アーカイブ

令使者の口上と結納品受け渡しのあいさつ

両家では、当日は家の内外を掃き清めて結納品を座敷の床の間に飾り、家族書、親族書も片木盆にのせてかたわらに置きます。床の開にはめでたい図柄の掛け軸をかけて花を活けておき、本人、両親は服装をととのえて使者(多くの場合、仲人)の到着を待ちます。仲人はまず、男性側の家に赴きます。使者が到着したら本人と両親は玄関まで出迎え、座敷へ招じ入れます。席についてからの使者と男性側とのあいさつは、つぎのように行なわれます。使者「本日はお日がらもよろしく、まことにおめでとうございます。ご両家のご婚約がめでたく相ととのいまして、おめでとうございます」父親または本人「本日は、お忙しいところをまことにご苦労さまでございます。

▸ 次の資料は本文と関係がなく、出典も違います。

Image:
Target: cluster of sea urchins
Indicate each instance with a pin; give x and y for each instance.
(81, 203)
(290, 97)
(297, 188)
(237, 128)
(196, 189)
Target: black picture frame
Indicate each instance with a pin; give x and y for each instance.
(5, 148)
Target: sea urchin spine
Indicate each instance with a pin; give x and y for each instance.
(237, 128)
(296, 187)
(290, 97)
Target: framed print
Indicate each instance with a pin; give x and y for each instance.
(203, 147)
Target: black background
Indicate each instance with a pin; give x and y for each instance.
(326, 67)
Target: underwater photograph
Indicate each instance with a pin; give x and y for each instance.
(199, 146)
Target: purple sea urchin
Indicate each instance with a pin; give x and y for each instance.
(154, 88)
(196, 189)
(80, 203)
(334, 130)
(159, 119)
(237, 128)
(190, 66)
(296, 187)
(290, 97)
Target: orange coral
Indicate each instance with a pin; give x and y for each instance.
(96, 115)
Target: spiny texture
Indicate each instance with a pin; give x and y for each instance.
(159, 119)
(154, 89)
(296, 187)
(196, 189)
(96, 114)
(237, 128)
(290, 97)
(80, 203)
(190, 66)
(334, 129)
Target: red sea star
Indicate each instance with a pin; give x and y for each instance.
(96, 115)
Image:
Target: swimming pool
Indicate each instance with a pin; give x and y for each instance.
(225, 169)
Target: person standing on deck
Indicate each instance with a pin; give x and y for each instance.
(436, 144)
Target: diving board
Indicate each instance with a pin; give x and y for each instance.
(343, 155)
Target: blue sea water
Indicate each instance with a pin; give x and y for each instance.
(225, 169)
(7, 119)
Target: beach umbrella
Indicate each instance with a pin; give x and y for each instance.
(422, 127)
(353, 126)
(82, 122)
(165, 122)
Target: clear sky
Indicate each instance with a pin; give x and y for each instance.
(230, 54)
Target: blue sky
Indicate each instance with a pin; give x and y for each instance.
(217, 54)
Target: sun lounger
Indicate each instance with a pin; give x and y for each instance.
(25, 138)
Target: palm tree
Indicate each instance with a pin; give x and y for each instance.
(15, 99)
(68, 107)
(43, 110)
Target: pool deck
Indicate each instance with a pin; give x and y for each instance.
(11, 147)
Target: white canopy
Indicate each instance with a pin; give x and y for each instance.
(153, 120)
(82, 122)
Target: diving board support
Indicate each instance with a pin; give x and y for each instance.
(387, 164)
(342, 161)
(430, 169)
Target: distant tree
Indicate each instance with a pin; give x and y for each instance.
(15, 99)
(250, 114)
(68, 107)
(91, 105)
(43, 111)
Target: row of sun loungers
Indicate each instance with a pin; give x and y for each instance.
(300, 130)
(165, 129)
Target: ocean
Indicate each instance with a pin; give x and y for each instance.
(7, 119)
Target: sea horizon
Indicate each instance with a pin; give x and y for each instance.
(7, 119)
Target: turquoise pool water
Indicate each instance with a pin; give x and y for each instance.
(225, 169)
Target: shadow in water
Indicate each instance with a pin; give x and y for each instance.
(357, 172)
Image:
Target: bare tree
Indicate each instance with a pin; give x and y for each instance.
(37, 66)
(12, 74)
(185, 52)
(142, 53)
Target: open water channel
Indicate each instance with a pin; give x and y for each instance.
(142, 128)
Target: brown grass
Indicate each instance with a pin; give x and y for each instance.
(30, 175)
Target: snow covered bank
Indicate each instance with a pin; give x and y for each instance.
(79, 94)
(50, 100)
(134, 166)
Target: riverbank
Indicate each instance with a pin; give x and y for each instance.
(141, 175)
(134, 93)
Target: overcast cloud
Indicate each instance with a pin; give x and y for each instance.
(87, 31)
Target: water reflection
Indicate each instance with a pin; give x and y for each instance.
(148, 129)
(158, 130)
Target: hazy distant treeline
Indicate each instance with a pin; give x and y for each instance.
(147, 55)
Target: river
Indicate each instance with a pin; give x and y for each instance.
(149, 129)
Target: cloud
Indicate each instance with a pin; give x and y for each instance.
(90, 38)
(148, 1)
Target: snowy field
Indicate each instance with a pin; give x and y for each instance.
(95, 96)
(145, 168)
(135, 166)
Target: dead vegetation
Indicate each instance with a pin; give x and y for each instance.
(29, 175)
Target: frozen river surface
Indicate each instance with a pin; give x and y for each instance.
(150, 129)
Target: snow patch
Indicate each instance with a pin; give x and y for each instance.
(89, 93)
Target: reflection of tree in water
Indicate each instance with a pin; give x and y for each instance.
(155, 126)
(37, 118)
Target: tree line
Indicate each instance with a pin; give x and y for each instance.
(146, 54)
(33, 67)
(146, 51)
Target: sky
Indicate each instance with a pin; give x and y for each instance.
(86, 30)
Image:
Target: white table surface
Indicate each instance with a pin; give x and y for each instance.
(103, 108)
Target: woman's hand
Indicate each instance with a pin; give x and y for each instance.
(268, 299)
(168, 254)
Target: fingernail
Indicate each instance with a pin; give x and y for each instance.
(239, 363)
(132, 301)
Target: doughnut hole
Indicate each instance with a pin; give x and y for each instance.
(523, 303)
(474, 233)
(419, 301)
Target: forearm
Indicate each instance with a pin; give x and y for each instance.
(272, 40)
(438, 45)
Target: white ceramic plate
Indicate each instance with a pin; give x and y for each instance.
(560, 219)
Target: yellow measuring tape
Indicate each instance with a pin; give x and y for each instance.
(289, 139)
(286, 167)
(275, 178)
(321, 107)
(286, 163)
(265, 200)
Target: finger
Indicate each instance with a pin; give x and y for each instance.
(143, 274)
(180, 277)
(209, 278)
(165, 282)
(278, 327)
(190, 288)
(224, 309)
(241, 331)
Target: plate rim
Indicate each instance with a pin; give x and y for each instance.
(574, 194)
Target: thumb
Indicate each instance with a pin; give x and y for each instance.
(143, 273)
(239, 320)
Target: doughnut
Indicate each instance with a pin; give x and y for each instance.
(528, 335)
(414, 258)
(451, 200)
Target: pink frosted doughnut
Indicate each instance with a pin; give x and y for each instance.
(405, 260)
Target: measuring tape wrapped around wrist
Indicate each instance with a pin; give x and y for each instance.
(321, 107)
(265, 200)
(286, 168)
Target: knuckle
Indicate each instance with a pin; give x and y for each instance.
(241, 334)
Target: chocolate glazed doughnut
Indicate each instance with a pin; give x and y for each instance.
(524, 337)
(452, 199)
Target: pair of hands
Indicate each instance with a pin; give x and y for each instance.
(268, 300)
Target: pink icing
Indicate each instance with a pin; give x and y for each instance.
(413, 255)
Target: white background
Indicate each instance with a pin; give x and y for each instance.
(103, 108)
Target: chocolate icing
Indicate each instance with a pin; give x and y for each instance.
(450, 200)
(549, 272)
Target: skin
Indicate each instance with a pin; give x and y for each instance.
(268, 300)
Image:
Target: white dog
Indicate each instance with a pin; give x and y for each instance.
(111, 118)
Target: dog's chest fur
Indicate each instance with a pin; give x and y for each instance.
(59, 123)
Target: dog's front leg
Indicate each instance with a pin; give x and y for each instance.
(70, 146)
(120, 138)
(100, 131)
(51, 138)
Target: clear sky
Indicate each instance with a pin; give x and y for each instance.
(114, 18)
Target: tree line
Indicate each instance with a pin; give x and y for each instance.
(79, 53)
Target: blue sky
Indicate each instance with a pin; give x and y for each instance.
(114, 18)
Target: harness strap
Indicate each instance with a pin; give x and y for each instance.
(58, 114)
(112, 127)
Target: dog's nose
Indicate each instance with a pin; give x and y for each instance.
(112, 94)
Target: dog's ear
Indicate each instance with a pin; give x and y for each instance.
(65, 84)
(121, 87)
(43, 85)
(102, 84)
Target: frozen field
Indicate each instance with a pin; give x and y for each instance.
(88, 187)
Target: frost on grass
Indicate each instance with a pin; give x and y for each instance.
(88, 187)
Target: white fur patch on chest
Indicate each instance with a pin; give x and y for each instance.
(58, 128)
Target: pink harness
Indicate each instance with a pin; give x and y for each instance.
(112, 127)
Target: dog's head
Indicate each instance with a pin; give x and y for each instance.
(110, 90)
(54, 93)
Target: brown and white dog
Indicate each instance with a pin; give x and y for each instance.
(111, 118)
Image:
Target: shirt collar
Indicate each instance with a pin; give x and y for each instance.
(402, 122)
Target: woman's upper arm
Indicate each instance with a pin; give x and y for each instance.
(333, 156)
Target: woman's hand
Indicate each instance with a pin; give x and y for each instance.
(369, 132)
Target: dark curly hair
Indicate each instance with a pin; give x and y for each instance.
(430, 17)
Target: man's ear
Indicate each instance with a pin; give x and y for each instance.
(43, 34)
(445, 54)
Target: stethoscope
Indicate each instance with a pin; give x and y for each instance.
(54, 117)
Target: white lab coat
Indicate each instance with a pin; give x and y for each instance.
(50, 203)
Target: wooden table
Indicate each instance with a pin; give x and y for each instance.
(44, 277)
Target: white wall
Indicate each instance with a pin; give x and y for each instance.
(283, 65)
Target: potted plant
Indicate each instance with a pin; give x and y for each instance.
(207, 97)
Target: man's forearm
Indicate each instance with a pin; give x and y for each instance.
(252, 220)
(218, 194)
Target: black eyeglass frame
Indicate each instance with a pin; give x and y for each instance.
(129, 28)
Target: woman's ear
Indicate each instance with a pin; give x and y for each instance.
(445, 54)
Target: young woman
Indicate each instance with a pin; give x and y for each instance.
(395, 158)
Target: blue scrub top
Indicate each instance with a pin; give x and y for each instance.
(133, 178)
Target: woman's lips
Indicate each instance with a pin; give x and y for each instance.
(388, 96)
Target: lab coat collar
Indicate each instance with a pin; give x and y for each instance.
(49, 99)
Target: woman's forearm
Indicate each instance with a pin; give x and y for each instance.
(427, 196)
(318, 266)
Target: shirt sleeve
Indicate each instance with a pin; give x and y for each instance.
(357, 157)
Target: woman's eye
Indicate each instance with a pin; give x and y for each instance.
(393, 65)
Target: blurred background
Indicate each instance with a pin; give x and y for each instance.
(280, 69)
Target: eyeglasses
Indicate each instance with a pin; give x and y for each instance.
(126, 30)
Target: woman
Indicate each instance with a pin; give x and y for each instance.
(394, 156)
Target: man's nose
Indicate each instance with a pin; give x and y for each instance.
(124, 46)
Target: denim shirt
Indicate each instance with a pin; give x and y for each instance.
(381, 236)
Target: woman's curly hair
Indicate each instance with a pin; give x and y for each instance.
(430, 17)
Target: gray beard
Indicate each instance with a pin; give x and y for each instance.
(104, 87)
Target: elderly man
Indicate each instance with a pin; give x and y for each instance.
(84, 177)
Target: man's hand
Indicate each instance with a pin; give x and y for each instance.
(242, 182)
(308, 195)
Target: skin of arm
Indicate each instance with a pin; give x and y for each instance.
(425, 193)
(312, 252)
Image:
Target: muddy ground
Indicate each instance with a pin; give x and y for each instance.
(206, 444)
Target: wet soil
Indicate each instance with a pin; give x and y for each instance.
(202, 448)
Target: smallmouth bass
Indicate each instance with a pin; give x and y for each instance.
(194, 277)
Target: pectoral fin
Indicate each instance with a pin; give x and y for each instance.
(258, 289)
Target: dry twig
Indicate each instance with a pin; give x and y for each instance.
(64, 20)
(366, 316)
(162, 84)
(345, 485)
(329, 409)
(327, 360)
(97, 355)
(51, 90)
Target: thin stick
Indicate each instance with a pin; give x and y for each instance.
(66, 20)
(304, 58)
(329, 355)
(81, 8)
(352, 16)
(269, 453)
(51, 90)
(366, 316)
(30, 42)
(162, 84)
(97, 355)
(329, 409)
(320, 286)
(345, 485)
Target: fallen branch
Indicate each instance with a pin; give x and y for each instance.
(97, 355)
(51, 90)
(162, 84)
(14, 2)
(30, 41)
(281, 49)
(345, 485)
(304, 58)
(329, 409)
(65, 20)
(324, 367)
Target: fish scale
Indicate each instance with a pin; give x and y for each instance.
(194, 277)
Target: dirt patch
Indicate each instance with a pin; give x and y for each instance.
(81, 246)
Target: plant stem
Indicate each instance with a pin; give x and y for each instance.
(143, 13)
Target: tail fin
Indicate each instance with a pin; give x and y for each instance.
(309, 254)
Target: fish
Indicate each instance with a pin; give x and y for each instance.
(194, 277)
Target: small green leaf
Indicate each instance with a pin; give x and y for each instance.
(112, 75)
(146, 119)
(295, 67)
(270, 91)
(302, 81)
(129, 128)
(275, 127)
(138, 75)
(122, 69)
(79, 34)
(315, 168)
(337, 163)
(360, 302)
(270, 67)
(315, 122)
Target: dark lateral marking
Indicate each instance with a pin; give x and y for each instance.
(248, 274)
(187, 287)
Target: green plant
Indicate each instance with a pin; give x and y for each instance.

どうぞ万事よろしくお願いいたします」桜湯などを出したあと、結納品をのせた台(献上台)を使者の前に置き、父親または本人「しるしばかりの結納でございますか、○○家(女性側)へお届けのほどをお願い申しあげます」使者「かしこまりました。ただ今からお届けにまいります」使者は結納品を包んで席を立ち、女性側の家へ向かいます。